I don't have a great deal of faith in the future of humanity. I do have a strong belief that the people best able to deal with the realities and complexities of modern life, and help ameliorate some of the worst problems, will be found among the most intelligent and imaginative among us. But the obstacles to using one's mind as it should be used are many, and the most significant one is the near-total lack of the necessary education. Nobody taught me the many subjects with which I've developed a reasonable speaking acquaintance, or the one in which I consider myself fairly expert. Nobody taught me logic, the use of scientific thinking, the need for objectivity and impartiality, or respect for facts and rationality. I learned all of these on my own, over many years, with a lot of trial and error and backtracking from dead ends. And the questions never leave my mind: why was I forced to spend so much time learning for myself what should have been part of my formal education? Why should so much of my life have been taken up in the quest for the knowledge I needed that actually putting it to use comes at the very end of my life, when enthusiasm is hard to come by, and the necessary energy is so often insufficient?

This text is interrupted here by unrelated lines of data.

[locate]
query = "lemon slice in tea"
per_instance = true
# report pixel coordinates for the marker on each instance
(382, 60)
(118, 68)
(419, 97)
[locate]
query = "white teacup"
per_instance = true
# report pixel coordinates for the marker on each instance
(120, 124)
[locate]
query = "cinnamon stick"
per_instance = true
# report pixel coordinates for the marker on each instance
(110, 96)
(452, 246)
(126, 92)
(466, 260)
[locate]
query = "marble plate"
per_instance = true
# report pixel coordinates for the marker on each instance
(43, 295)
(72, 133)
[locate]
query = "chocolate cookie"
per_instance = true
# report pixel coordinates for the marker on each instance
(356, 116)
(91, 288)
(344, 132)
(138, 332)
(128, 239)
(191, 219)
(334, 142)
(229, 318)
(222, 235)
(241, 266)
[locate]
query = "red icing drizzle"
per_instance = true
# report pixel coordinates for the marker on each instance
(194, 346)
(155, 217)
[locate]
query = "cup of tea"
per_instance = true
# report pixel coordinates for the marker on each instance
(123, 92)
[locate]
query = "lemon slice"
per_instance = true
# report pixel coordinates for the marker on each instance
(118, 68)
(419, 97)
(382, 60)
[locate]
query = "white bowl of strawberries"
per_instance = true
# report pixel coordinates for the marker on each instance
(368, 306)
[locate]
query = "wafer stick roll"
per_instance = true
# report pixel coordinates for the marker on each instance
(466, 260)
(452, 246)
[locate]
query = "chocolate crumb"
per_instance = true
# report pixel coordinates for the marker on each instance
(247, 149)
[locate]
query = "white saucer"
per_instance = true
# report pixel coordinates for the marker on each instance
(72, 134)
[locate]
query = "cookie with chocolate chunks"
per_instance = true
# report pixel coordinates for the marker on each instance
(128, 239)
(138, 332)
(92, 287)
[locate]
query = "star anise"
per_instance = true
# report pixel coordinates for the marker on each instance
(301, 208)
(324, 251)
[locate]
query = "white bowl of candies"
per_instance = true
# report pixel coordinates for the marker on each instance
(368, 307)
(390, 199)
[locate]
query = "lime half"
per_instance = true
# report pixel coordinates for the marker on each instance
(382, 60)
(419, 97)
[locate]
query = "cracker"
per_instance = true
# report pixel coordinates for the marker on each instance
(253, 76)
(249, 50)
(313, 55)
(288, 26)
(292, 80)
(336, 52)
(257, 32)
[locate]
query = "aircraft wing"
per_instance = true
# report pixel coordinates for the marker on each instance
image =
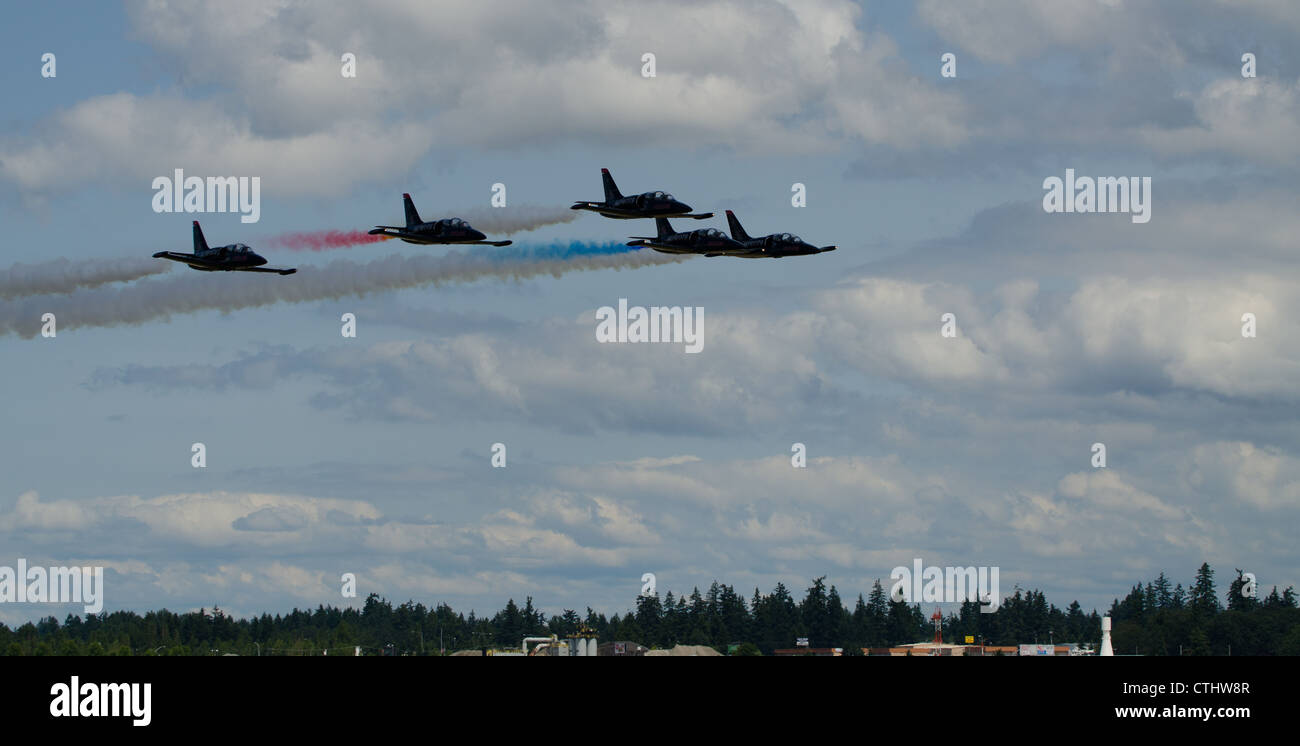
(189, 259)
(265, 269)
(402, 233)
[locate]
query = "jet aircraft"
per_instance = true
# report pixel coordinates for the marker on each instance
(648, 204)
(706, 241)
(232, 257)
(775, 246)
(446, 230)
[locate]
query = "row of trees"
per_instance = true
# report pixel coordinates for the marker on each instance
(1151, 620)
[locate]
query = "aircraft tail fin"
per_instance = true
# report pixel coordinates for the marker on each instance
(737, 230)
(412, 216)
(611, 190)
(200, 244)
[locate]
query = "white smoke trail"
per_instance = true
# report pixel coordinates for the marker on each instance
(232, 291)
(66, 276)
(510, 220)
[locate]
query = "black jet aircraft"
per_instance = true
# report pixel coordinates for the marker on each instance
(706, 241)
(232, 257)
(775, 246)
(446, 230)
(649, 204)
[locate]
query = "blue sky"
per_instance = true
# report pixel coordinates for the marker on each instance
(371, 455)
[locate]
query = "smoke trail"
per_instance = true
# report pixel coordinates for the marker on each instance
(511, 220)
(323, 239)
(493, 221)
(222, 291)
(65, 276)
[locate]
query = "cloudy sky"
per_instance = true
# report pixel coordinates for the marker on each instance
(372, 454)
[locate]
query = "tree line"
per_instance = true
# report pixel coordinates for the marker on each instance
(1152, 619)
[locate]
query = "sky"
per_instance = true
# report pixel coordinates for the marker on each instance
(372, 455)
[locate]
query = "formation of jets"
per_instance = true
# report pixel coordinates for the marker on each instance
(707, 241)
(451, 230)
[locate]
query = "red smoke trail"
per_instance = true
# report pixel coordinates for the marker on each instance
(324, 239)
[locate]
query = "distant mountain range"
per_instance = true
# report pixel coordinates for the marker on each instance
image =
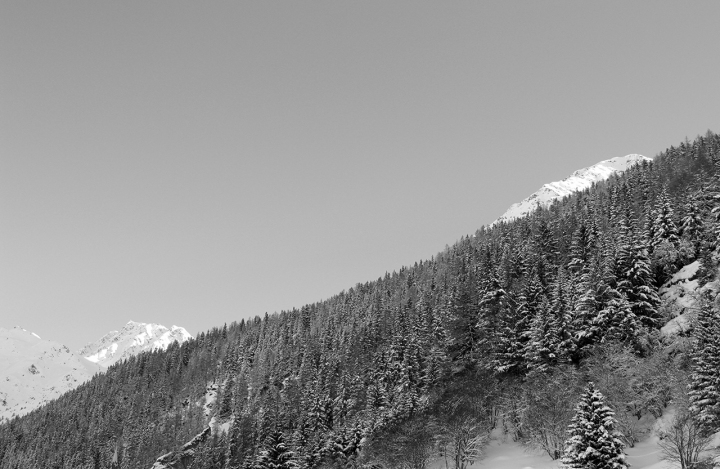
(34, 371)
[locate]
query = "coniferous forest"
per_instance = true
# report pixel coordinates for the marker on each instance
(541, 326)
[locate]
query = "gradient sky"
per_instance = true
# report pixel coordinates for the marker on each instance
(194, 163)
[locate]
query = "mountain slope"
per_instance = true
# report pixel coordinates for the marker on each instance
(134, 338)
(579, 180)
(385, 370)
(34, 371)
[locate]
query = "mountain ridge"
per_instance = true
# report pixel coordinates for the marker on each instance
(579, 180)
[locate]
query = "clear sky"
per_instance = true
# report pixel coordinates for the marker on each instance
(194, 163)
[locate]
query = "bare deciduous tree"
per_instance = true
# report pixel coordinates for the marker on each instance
(682, 441)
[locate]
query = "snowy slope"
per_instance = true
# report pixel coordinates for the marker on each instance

So I write just in case I can strike a spark in one or two minds. Maybe because of something they read here a very few will be inspired to fill the gaps in their education and self-knowledge, and find in themselves the ability to do something really worthwhile—before they're too old and tired. The subtitle of Carl Sagan's The Demon-Haunted World, one of my favorite books, is "Science as a Candle in the Dark." There are fewer candles every year, and we are left mostly with sputtering matches constantly in danger of going out forever. I have very little faith in the usefulness of any effort, but I'll probably keep striking matches until there aren't any more to strike.